Students begin by making sense of the values in a base 10 logarithm table, looking for patterns, and using their observations to solve exponential equations in base 10 (MP8). They recognize some whole-number log values as the exponents that produce certain powers of 10 and verify that this is also the case for decimal log values in the table (by entering those values as the exponent for $$10^x$$ in a calculator).

Then, students encounter logarithmic equations for the first time. They analyze and interpret the parameters in the equations, and work to articulate the meaning of each part in the equation precisely (MP6). All exponential and logarithmic equations in this lesson are in base 10. In future lessons, students will encounter equations in other bases.

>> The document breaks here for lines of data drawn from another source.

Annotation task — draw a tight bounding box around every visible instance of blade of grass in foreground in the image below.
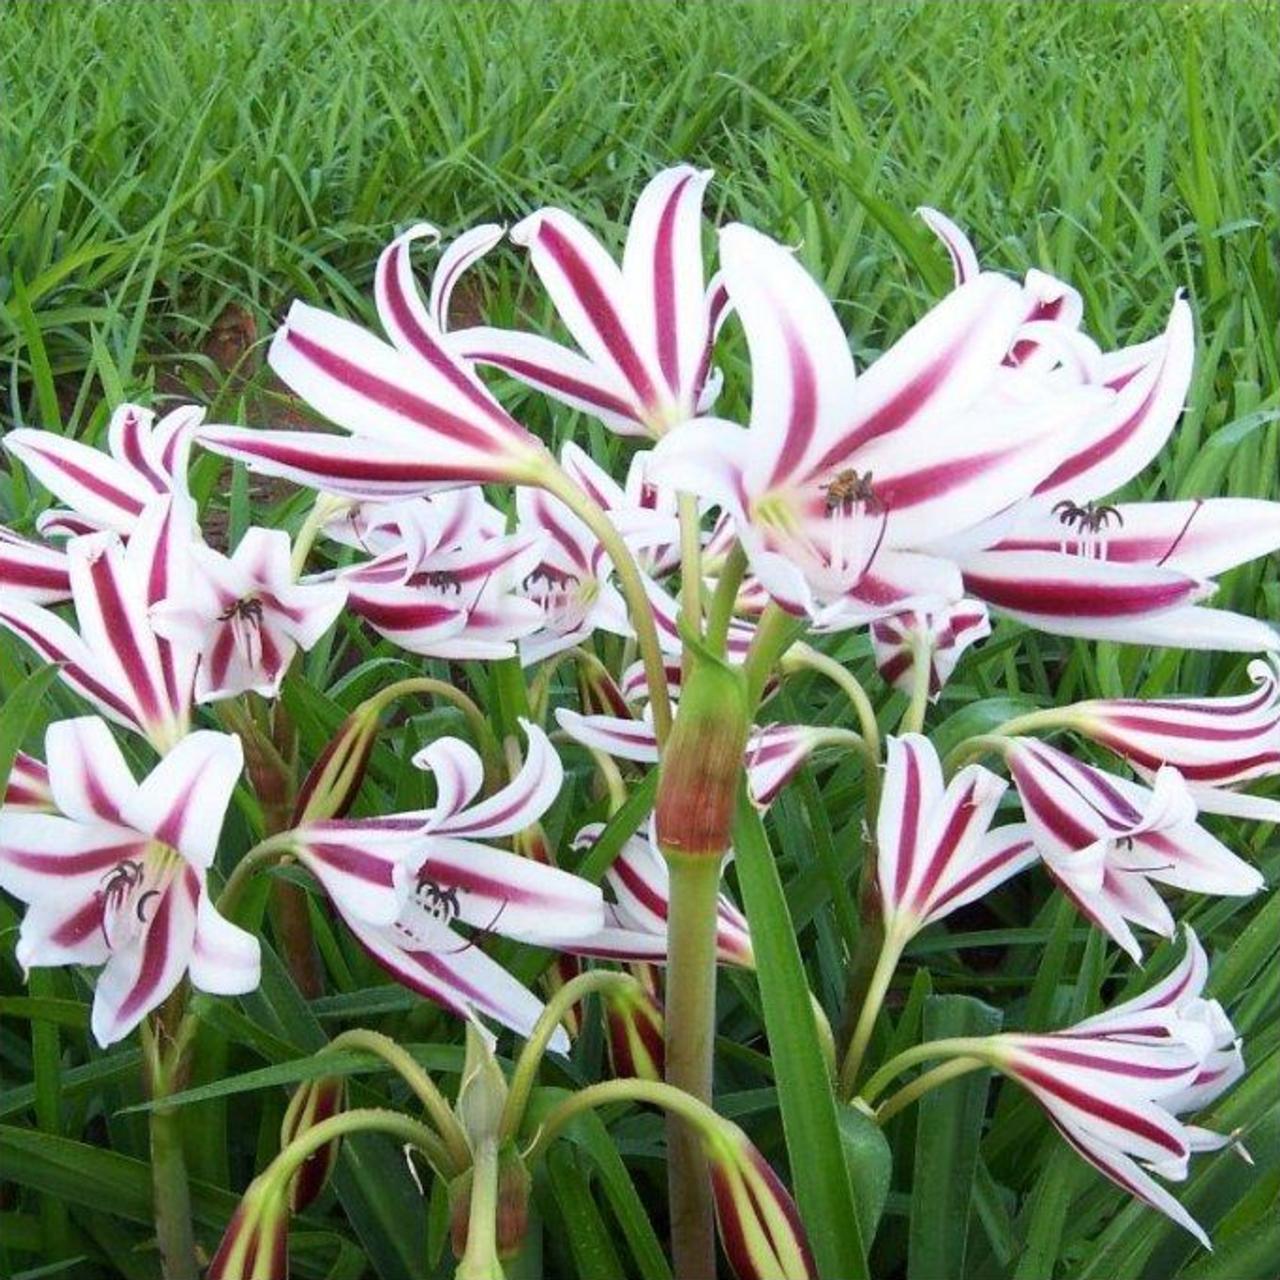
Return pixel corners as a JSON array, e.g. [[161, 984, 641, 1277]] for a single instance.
[[732, 787, 869, 1280]]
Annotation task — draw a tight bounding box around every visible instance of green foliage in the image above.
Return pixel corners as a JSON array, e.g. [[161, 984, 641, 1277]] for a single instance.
[[1, 2, 1278, 1278]]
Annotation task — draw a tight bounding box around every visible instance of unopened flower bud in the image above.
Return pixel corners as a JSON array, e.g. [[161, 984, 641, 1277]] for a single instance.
[[706, 1125, 816, 1280], [603, 970, 665, 1081], [456, 1020, 508, 1152], [292, 704, 379, 824], [654, 642, 750, 859], [279, 1075, 346, 1211], [576, 649, 633, 718], [207, 1171, 290, 1280]]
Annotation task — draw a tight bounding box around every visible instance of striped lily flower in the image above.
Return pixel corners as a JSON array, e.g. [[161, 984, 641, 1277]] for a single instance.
[[336, 491, 545, 660], [0, 717, 258, 1047], [869, 598, 990, 700], [983, 928, 1243, 1247], [0, 525, 70, 604], [514, 486, 635, 665], [0, 498, 196, 750], [650, 222, 1103, 624], [877, 734, 1038, 939], [555, 708, 850, 810], [150, 527, 346, 702], [285, 722, 602, 1047], [562, 825, 754, 967], [199, 225, 555, 500], [1061, 658, 1280, 821], [3, 754, 53, 811], [4, 403, 199, 538], [917, 212, 1280, 650], [452, 165, 728, 438], [1005, 738, 1263, 961]]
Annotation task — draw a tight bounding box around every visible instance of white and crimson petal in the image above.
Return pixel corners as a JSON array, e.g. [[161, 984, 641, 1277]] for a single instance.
[[421, 720, 563, 839], [5, 404, 197, 537], [0, 526, 70, 604], [1066, 658, 1280, 809], [0, 717, 255, 1047], [564, 827, 753, 967], [1031, 298, 1194, 508], [876, 735, 1035, 933], [0, 500, 195, 749], [870, 600, 990, 699], [1006, 739, 1262, 959], [199, 271, 552, 498]]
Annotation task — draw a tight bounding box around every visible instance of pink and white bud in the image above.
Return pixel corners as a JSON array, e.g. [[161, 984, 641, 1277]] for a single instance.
[[706, 1125, 816, 1280], [280, 1076, 346, 1212], [207, 1171, 290, 1280]]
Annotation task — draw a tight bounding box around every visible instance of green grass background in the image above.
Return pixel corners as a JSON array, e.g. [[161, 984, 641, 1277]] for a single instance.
[[1, 2, 1279, 1278]]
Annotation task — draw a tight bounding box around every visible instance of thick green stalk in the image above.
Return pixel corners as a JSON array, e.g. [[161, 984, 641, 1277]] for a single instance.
[[838, 928, 907, 1099], [663, 852, 725, 1280], [142, 1018, 198, 1280]]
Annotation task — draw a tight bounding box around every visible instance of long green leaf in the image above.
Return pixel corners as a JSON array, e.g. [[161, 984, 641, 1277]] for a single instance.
[[907, 995, 1002, 1280], [732, 789, 869, 1280]]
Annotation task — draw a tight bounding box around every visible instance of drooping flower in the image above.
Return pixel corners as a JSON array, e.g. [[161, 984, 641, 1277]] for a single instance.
[[514, 486, 634, 664], [917, 210, 1280, 651], [1005, 738, 1263, 960], [869, 599, 991, 699], [452, 165, 728, 438], [0, 498, 196, 749], [4, 403, 199, 537], [1059, 657, 1280, 820], [651, 222, 1105, 626], [980, 928, 1244, 1247], [284, 722, 602, 1046], [199, 225, 556, 500], [876, 735, 1038, 942], [562, 825, 754, 967], [0, 525, 71, 604], [337, 490, 546, 660], [0, 717, 258, 1046], [150, 527, 346, 702]]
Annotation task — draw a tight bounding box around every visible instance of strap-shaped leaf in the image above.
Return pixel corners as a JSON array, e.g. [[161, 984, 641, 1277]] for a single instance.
[[732, 788, 870, 1280]]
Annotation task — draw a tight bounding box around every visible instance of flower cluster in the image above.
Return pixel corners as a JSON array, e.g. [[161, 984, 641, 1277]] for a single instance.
[[1, 165, 1275, 1273]]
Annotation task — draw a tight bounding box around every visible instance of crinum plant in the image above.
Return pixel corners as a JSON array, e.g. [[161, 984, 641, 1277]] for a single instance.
[[1, 167, 1275, 1280]]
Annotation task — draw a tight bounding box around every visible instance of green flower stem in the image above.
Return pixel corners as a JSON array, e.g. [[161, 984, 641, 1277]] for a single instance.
[[326, 1029, 469, 1172], [678, 491, 704, 644], [662, 851, 725, 1280], [838, 928, 907, 1099], [900, 633, 934, 734], [704, 541, 748, 656], [272, 1107, 452, 1186], [141, 1016, 198, 1280], [289, 493, 349, 578], [742, 604, 807, 706], [363, 676, 503, 777], [502, 970, 639, 1143], [941, 733, 1014, 776], [873, 1056, 987, 1124], [856, 1036, 998, 1108], [457, 1137, 503, 1280], [543, 468, 672, 742], [523, 1076, 725, 1166]]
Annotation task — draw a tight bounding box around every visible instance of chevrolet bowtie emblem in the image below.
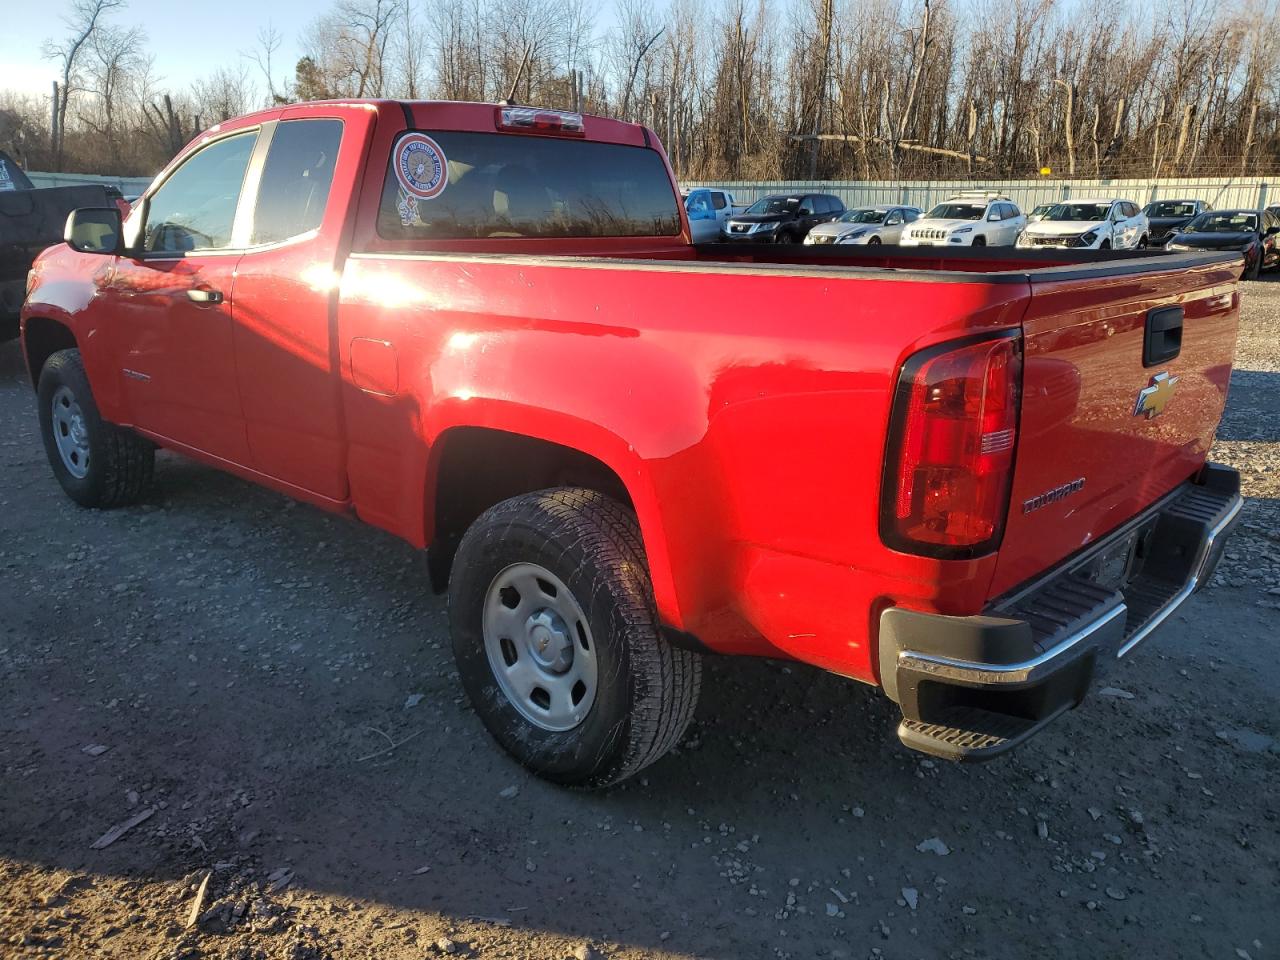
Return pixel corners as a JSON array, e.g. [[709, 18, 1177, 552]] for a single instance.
[[1134, 371, 1179, 419]]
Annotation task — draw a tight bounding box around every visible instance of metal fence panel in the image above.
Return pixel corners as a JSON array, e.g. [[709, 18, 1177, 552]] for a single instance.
[[682, 177, 1279, 212], [26, 171, 155, 195]]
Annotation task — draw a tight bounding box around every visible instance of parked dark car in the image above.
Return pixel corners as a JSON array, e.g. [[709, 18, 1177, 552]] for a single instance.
[[0, 149, 113, 339], [1166, 208, 1280, 279], [722, 193, 844, 243], [1142, 198, 1211, 246]]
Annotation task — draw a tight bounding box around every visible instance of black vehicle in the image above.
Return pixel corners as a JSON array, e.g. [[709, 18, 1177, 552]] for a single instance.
[[721, 193, 845, 243], [1166, 208, 1280, 280], [1142, 198, 1211, 246], [0, 149, 114, 339]]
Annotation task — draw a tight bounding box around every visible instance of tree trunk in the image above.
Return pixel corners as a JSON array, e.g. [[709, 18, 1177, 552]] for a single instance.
[[1055, 80, 1075, 177], [1173, 102, 1195, 168], [1240, 99, 1259, 176]]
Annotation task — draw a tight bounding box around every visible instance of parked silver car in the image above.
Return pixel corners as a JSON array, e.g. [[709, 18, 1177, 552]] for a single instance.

Note that in this lesson and the following, students are learning to make sense of logarithms, so use of technology to evaluate logarithms is not recommended. In later lessons, students will have opportunities to use a calculator to find log values.

### Learning Goals

Teacher Facing

• Comprehend the definition of a logarithm as the solution to an exponential equation.
• Identify the parameters in expressions involving a logarithm.

### Student Facing

• I understand that a logarithm is a way to represent an exponent in an exponential equation.

### CCSS Standards

The logarithm to base 10 of a number $$x$$, written $$\log_{10}(x)$$, is the exponent you raise 10 to get $$x$$, so it is the number $$y$$ that makes the equation $$10^y = x$$ true. Logarithms to other bases are defined the same way with 10 replaced by the base, e.g. $$\log_2(x)$$ is the number $$y$$ that makes the equation $$2^y = x$$ true. The logarithm to the base $$e$$ is called the natural logarithm, and is written $$\ln(x)$$.